Air-to-Air Refuelling Returns to CF

The Air Force will soon have strategic air-to-air refuelling (SAAR) capability.  One modified CC-150T (tanker) Polaris aircraft is now being tested and evaluated at 4 Wing Cold Lake, Alta. for this purpose.

This operational testing and evaluation (OT&E) phase introduces increasingly difficult air-to-air refuelling sequences and missions under operational conditions. Lessons learned will be implemented to ensure the capabilities of the CC-150T (tanker) are used to their maximum potential.

The Polaris (or Airbus A-310) is capable of off-loading 80,000 pounds of fuel to receiving aircraft over a 2,500 Nautical Mile leg (4,630 km). This will permit the Polaris tanker to ferry a flight of four CF-18 Hornets non-stop across the Atlantic Ocean.

Canada’s Air Force has not had this capability since it retired its fleet of CC-137 (Boeing 707) aircraft in 1997.

The CC150T successfully passed 14,000 pounds of fuel to three German Air Force Tornado fighter aircraft during the Customer Acceptance Flight completed on 30 May 2008.

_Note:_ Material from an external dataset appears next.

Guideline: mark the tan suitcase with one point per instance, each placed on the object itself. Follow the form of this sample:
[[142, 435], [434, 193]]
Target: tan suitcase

The new SAAR capability, which will be based at 8 Wing Trenton, Ont., will permit fighter aircraft to fly longer distances without landing to refuel. The Air Force has used CC-130 Hercules aircraft from 435 Squadron at 17 Wing Winnipeg for tactical air-to-air-refuelling, however, the aircraft is limited by range and fuel capacity.

The SAAR capability modification to two of the CC150 Polaris five-aircraft fleet still permits the  primary role of long-range transport of personnel and equipment, as the newly configured aircraft remains capable of carrying  cargo and/or passengers.